Lanceringsraketten voor ruimtereizen zijn duur en gevaarlijk. Dan bouwen we toch gewoon een ruimtelift?

Toen Neil Armstrong zijn grote sprong voor de mensheid maakte, deed hij dat vanaf de Eagle, een zogenaamde ‘maanexcursiemodule’ die maar één keer gebruikt kon worden. De Eagle, een soort pendel dat Armstrong en zijn collega Buzz Aldrin moest helpen om de 100 kilometer tussen de orbit rond de maan en het maanoppervlak te overbruggen, woog ongeveer de helft van de module die hen terug naar de aarde moest brengen, een reis van bijna 400.000 kilometer. Precies dat gewicht was de reden waarom de Saturn V-raketten die de astronauten van de Apollo de ruimte in stuwden de grootste, zwaarste en krachtigste ooit moesten zijn – een record dat tot op vandaag overeind staat.

De Eagle was trouwens een wispelturig beestje. Hij miste de geplande landingsplaats, stuurde tijdens de vlucht verscheidene alarmsignalen uit, en moest uiteindelijk manueel aan de grond gezet worden. 25 seconden later zou álle brandstof op zijn geweest.

The stuff legends are made of. Hoeveel goedkoper en makkelijker zou het niet geweest zijn als Armstrong en Aldrin in een lift waren gestapt en op M voor ‘maan’ hadden gedrukt? Precies het kernthema van de 2012 Space Elevator Conference, die eind augustus in Seattle werd gehouden.

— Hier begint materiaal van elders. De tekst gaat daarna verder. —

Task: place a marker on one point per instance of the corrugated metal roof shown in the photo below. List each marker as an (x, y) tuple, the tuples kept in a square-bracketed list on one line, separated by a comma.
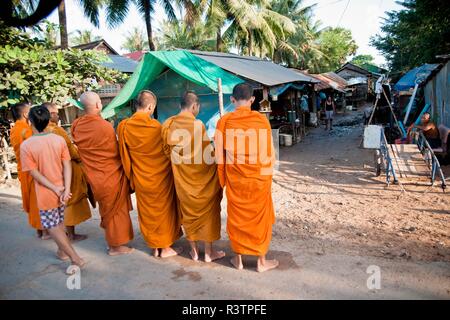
[(123, 64), (253, 68), (326, 81), (336, 78)]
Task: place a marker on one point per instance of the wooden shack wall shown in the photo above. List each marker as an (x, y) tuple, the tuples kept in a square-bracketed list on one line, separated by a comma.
[(437, 94)]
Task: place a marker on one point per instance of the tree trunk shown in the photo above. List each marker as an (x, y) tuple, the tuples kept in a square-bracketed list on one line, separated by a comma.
[(219, 41), (250, 42), (63, 25), (148, 24)]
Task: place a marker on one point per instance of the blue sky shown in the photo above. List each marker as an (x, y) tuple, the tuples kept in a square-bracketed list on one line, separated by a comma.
[(362, 17)]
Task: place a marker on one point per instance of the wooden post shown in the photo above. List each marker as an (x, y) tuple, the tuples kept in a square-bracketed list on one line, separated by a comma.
[(220, 93), (5, 159), (66, 113), (265, 93)]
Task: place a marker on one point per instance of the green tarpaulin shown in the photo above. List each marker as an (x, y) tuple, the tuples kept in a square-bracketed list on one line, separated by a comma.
[(187, 65)]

Het idee van een lift naar de ruimte gaat terug tot 1959, en klinkt – vanzelfsprekend – erg simpel: laat vanuit een satelliet rond een planeet een kabel neer naar een basis op de evenaar van die planeet. Al iets moeilijker: die satelliet zou natuurlijk synchroon met de planeet moeten draaien, en er zou als tegenbalans ook een kabel vanuit de satelliet de ruimte in moeten lopen. Wie dat voor elkaar krijgt, kan met een lift de orbit bereiken zónder gevaarlijke en dure raketten.

De uitdagingen zijn natuurlijk immens. Zo’n lift zou gebouwd moeten worden uit een materiaal dat minstens tien keer sterker is dan alles wat vandaag voorhanden is, om te kunnen weerstaan aan de zwaartekracht van de aarde. Een ruimtelift vanaf de maan, daarentegen, zou alleen met de zwakke lunaire aantrekking af te rekenen hebben, en zou daardoor met bestaande materialen gemaakt kunnen worden. Dyneema, Kevlar, M5, Spectra en Zylon, die stuk voor stuk in kogelvrije vesten gebruikt worden, komen in aanmerking.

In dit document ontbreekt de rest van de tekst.